Ha dejado una nota en nuestro departamento cuando volvíamos a casa.
Mi
hermana... Ella... ¿Estaba aquí? ¿Había llegado a la ciudad entonces? ¿Había
ido al departamento de Rachel para avisar? ¿Ha... visto a los chicos?
—Entonces, los chicos... Ellos... ¿Están
aquí?
Suspiró,
ya no como lo hacía, no de la manera en que me hizo calmar. Su mirada se
oscureció y aprovechó del silencio para remover los últimos restos de lágrimas
que quedaban.
Cada
segundo que tardó en contestar cortaba, y abría heridas en mi piel, en mi
seguridad, sentía como si el abismo volvería.
—Los vi
un par de horas luego de que yo había llegado al hospital—admitió dentro de un
deje seco, pesado.
Su mirada
descendió y se incrustaba en la forma en que sus dedos se anudaban a la altura
de su pecho. Mi desesperación sólo aumentaba más y más.
—Yo... he
discutido con Monica por haberme ocultado que había salido contigo la noche
anterior.
Me
entumecí, sintiendo como cada herida que ocasionaban las agujas perforando mi
piel se abrían. Todo se venía abajo y sin embargo recobraba su sentido al mismo
tiempo.
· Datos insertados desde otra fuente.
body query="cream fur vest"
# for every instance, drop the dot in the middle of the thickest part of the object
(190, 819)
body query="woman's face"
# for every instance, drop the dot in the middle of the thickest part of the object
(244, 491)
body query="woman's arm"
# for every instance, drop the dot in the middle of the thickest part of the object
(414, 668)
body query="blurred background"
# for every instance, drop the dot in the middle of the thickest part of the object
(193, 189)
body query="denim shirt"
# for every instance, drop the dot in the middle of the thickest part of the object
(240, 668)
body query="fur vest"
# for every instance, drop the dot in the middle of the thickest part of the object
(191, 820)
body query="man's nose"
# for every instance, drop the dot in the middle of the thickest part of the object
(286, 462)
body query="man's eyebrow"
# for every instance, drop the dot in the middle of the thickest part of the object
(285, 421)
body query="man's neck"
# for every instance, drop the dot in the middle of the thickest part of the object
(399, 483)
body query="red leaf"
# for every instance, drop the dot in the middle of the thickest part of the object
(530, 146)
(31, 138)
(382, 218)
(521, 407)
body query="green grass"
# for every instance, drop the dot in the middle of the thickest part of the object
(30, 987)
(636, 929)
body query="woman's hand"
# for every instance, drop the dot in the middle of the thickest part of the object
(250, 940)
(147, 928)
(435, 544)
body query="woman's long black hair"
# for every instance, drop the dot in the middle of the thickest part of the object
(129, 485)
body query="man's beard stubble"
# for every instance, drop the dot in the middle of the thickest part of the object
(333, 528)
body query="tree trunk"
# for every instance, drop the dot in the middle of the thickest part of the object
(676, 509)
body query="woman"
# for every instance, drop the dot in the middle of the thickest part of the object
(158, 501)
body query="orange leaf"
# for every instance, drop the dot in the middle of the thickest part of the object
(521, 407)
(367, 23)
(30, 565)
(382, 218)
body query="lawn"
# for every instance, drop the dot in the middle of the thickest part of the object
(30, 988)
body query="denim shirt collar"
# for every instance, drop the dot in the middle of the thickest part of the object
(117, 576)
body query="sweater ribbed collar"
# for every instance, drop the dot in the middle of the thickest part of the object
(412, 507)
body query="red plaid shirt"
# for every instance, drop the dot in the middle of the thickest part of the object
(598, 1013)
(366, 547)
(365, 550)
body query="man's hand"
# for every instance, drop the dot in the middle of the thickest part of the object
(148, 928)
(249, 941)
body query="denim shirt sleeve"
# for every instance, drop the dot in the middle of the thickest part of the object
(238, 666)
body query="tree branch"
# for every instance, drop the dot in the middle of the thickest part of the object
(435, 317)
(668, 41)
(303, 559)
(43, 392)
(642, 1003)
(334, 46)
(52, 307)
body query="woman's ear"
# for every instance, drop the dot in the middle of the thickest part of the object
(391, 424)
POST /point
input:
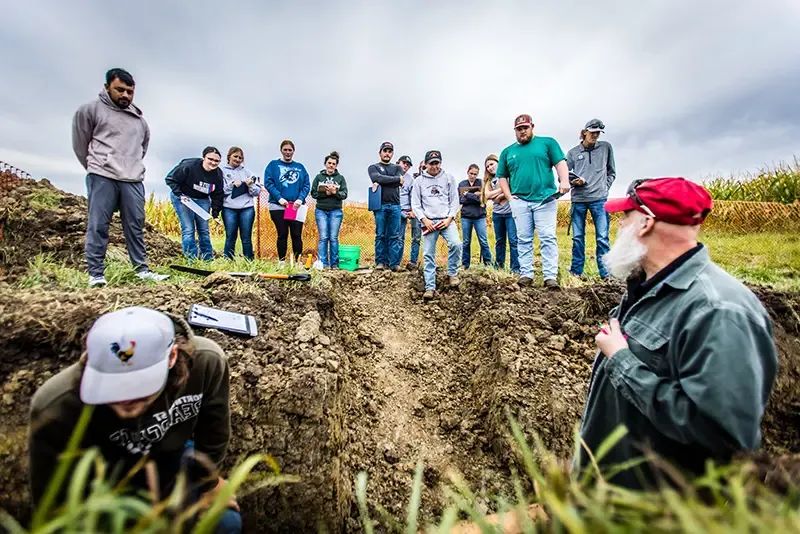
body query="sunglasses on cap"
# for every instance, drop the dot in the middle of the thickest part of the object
(632, 194)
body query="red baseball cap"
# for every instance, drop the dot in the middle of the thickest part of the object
(671, 200)
(523, 120)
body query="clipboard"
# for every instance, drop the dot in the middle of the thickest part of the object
(206, 317)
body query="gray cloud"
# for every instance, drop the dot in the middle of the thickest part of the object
(684, 88)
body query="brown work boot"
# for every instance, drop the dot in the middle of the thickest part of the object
(524, 281)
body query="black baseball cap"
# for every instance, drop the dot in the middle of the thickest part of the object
(433, 155)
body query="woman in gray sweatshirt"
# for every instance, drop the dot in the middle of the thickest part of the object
(238, 208)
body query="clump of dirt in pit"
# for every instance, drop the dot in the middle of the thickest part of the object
(38, 218)
(368, 377)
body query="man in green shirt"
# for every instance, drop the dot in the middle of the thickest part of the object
(688, 360)
(525, 173)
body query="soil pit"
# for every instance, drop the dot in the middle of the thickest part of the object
(37, 218)
(365, 376)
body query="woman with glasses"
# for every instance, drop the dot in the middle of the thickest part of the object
(198, 181)
(238, 210)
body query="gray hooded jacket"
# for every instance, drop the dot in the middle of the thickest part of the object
(596, 166)
(110, 141)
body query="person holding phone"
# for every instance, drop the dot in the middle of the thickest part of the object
(238, 209)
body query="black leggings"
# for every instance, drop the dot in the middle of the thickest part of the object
(284, 228)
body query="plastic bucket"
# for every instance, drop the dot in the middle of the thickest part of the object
(349, 257)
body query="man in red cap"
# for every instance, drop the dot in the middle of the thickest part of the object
(688, 360)
(525, 175)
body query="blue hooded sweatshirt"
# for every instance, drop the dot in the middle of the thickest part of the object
(287, 181)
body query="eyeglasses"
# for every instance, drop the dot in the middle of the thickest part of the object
(632, 193)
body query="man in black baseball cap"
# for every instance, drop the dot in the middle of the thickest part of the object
(389, 177)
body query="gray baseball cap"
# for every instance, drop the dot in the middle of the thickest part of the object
(128, 353)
Lo recordaba, revivía todo cuanto ocurrió.
—Oh, no,
no, Rachel...—titubeé, había sido tal la urgencia que emanó de mi tono que no
se demoró en mirarme de nuevo—. No quiero que discutas con ella, ¿Me escuchas?
Ella no ha sido, sino yo. Yo he tenido toda la culpa sobre ello.
—Pero,
¿Por qué?—negó, mirando mis ojos alternadamente, uno a la vez—. ¿Por qué no
querías que me enterara de que estabas cerca...?
—Porque
no sabía si querrías mirarme...—le miré, sin saber de dónde había tenido las
fuerzas para intentarlo siquiera, y es que ella jamás dejaba de ser la parte
primordial del dolor más grande que me consumía—. O si yo... soportaría la idea
de necesitarte cerca...
Y sin
pensarlo, sólo negó y una diminuta sonrisa se le escapó, se bufó débilmente
mientras su tono se combinaba con el de un fino llanto. Una de sus manos se fue
directa hacia mi cabello y comenzó a mesarlo con fragilidad, con cuidado, como
si, de cualquier manera posible, ella aún me pudiese lastimar.
Mi piel
se erizaba y me sentía en el paraíso infinito. No comprendí si era un sueño, o
si así fue que lo quise desear.
—No soportabas que te viese con tu
nuevo corte de cabello, ¿No es cierto?
Apenas le
oí, apenas podía percibir algo que no fuese la sensación hechizante que su
tacto dejaba al centro de mi pecho, por toda mi piel.
—¿Te... gusta?—logré
gimotear, mis ojos continuaban cerrados y aún así la realidad me traía a
rastras de vuelta a la misma camilla.
Una
risita exquisita, celestial, fue lo que me hizo mirar.
—Me encanta.
Y me
sonrió, tal como aquella primera vez en que me había enamorado de ella.
No podía
creer que aquella Rachel con la que había hablado por teléfono meses atrás
existía, no creía que aquella mísera conversación incompleta que tuvimos había
llegado a ser real. No podía concebir que, con ella aquí, así, perforando mis
sentidos con sólo una sonrisa, mi vida, mi respiración, mi razón de ser,
pudiese significar algo diferente a lo que ya anhelaba saber.
Entonces
quizá, si aún le importaba de esta manera, si salvar mi vida había sido su
prioridad, aquello que he creído era... real.
Mi mirada
se deterioró por apreciarle, la irritación ardió y no me importó.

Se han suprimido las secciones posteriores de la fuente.